Hearts’s transcultural ethos developed alongside the new age community’s whole-earth holism and appetite for esoteric wisdom, while the show’s atmospheric aesthetic emerged from a psychedelic conception of music as experiential medium. In the show’s first decade, Hill conceived spacemusic as a “psychotechnology” of spiritual introspection, transpersonal communion, and connection to nature.

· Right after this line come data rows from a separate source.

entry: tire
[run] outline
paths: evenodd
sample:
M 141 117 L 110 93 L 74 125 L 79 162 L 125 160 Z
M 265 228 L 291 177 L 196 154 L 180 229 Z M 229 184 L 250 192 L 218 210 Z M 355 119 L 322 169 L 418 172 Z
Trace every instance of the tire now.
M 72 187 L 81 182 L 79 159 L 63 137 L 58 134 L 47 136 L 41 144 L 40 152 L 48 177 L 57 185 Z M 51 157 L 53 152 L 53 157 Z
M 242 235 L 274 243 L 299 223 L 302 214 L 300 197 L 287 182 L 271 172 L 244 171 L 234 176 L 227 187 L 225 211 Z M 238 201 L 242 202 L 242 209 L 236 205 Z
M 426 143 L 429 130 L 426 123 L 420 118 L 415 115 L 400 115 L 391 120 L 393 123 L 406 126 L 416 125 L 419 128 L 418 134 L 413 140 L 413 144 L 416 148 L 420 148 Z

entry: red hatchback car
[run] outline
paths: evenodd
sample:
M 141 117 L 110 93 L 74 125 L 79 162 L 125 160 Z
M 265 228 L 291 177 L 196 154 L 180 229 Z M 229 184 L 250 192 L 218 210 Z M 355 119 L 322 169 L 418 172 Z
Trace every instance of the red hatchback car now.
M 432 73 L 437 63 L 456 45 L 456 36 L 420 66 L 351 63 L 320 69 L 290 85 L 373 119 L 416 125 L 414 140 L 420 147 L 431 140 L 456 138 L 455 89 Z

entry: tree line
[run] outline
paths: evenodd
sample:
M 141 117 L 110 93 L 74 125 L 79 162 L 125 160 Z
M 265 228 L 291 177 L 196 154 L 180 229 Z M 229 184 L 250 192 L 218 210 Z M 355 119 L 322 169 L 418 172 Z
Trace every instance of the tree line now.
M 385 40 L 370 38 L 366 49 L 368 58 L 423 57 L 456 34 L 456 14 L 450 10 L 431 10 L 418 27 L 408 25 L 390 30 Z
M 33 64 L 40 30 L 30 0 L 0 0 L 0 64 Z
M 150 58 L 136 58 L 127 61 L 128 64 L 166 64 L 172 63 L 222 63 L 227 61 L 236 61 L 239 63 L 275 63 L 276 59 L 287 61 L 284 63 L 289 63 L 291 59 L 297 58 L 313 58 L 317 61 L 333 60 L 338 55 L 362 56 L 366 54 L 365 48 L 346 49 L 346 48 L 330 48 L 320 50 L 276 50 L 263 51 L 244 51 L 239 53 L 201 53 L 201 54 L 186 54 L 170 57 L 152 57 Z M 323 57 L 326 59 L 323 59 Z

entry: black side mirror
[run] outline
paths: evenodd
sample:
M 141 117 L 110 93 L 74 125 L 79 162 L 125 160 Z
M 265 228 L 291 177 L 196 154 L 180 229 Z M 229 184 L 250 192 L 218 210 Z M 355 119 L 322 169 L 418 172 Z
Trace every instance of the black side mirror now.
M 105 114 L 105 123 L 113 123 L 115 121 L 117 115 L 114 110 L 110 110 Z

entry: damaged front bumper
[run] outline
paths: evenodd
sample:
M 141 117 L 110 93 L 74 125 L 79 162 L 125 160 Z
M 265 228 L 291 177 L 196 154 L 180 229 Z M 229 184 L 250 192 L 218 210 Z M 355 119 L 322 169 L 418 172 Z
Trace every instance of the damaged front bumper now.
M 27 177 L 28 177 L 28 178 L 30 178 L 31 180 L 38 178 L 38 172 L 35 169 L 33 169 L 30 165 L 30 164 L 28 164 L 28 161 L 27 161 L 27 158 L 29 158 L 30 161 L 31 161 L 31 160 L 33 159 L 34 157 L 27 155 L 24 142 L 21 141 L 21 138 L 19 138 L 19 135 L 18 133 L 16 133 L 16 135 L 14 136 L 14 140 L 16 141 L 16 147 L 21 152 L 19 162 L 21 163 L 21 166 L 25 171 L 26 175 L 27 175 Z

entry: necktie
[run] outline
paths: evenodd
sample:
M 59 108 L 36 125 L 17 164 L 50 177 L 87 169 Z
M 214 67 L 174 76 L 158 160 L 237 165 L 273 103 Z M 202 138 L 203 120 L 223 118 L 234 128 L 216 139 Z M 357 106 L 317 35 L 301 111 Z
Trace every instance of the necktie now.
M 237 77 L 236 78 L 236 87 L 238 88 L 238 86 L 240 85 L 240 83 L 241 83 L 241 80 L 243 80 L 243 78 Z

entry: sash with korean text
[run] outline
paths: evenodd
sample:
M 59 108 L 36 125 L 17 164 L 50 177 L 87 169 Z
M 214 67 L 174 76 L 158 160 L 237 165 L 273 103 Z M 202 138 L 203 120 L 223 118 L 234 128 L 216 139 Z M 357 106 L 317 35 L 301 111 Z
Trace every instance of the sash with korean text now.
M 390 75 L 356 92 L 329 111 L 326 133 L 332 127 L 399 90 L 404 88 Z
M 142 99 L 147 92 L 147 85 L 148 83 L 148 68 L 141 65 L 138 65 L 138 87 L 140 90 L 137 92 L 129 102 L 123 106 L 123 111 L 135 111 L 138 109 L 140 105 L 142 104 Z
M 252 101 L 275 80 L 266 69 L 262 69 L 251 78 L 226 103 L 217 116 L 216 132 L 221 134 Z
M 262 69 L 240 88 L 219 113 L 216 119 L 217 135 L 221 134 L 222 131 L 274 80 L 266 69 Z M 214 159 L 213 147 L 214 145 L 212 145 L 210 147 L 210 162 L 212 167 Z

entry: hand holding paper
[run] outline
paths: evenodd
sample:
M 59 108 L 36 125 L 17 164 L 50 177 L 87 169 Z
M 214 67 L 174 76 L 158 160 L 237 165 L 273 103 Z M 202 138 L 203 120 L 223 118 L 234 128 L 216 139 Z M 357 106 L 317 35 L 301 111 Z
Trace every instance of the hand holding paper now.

These materials illuminate aesthetic and ideological continuities linking the grassroots new age technoculture of the 1970s and ’80s California Bay Area to the emergent ambient and new age record markets of the ’80s and ’90s. This paper presents gatherings from tapes, notebooks, and interviews from Hearts’s archives in San Rafael, California. Still airing terrestrially and streaming online, Hearts is presently regarded as the longest-running ambient music radio program to date.

music from the hearts of space

through National Public Radio (NPR) in 1983, and reached over 200 radio stations at its peak in the late ‘80s. Hearts received national syndication in the U.S. Soon co-hosted by Anna Turner, Hearts offered listeners a steady stream of what its producers called “spacemusic”: a freeform flow of rock, electronic, folk, jazz, classical, and sacred musics from around the world. In 1973, freelance sound engineer Stephen Hill started hosting a late-night radio program on KPFA-FM Berkeley titled Music from the Hearts of Space.